The school district installed salad bars, which featured a rotating variety of four vegetables and three fruits, into all of their elementary schools over several years. The research team randomly selected seven schools receiving salad bars and paired them with control schools with similar demographics. The researchers matched the school pairs based on their Title I status, a designation where at least 40 percent of students live below the poverty line. Among the Title I schools, between 60% and 100% of students received free, federally funded lunches.
“We know that fruit and vegetable intake in particular is lower among families who are under-resourced, and that their risk for chronic disease is higher,” Bean said. “School meals play a particularly important role for these families.”
Researchers measured the amount of fruit and vegetables kids ate by taking photos of their lunch trays — over 13,000 photos from 6,623 students — before and after lunch. They then estimated how much the students ate, as well as how much food waste the kids left on their plates, before salad bars were installed and four to six weeks after installation.
The research team found that students in “salad bar” schools ate approximately one-third of a cup more fruit than they did before the salad bars were installed, and around one-third of a cup more than students in control schools, who were served fruit and vegetables in a typical lunch line throughout the study. Vegetable consumption — approximately one-quarter of a cup — stayed the same in both groups.
That could be because most kids naturally prefer fruit over vegetables.

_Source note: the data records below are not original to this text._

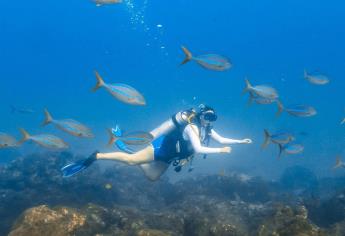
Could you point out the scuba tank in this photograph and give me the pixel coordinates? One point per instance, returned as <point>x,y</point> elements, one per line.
<point>177,121</point>
<point>206,140</point>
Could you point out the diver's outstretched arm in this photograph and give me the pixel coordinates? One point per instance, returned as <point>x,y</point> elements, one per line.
<point>141,157</point>
<point>193,135</point>
<point>222,140</point>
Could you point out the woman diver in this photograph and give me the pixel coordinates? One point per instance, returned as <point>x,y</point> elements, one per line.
<point>175,142</point>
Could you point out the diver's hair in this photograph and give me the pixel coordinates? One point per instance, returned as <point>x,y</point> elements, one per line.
<point>203,110</point>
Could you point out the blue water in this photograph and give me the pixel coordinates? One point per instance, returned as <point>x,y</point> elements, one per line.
<point>49,50</point>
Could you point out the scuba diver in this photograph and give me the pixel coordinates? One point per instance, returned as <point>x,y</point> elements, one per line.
<point>175,142</point>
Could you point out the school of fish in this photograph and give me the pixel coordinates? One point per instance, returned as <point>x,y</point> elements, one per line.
<point>258,94</point>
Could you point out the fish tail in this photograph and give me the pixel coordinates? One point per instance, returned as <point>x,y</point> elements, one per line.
<point>13,109</point>
<point>281,149</point>
<point>100,82</point>
<point>305,73</point>
<point>267,138</point>
<point>188,55</point>
<point>338,163</point>
<point>114,134</point>
<point>250,99</point>
<point>280,108</point>
<point>25,134</point>
<point>47,117</point>
<point>248,85</point>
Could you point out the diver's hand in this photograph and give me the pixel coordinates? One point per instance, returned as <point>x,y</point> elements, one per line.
<point>226,150</point>
<point>246,141</point>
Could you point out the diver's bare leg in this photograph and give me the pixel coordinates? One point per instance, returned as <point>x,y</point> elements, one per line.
<point>141,157</point>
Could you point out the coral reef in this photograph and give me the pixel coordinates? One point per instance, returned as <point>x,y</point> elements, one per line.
<point>117,200</point>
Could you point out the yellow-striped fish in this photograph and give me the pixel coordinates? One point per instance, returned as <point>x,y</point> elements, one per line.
<point>44,140</point>
<point>70,126</point>
<point>122,92</point>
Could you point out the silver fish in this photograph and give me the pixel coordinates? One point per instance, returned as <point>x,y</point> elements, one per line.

“Sweet tastes are more palatable, and we hypothesize that kids were more familiar with some of the fruits versus the vegetables,” said Suzanne Mazzeo, Ph.D., a professor in VCU’s Department of Psychology in the Colleges of Humanities and Sciences and one of the study’s co-authors. Over time, Mazzeo said, students might choose more vegetables from the salad bars.
The researchers also found that fruit food waste increased very slightly over time in “salad bar” schools but not in control schools, while vegetable food waste was unchanged in both.
Strikingly, the results were consistent across Title 1 designation, which means that all kids benefited from the salad bars.
“The National School Lunch Program, and salad bars within the National School Lunch Program, are in some ways kind of an equalizer,” Bean said. “It overcomes those disparities that we see in fruit and veggie intake across sociodemographic groups.”
The study’s co-authors include Lilian de Jonge, Ph.D., a professor at George Mason University; Laura Thornton, Ph.D., a professor at the University of North Carolina at Chapel Hill; Hollie Raynor, R.D., Ph.D., a professor at the University of Tennessee, Knoxville; Ashley Mendoza, a research coordinator in the Department of Pediatrics and at ChoR; Sarah Farthing, a research manager in the Department of Pediatrics and at ChoR; and Bonnie Moore, from the nonprofit Real Food for Kids.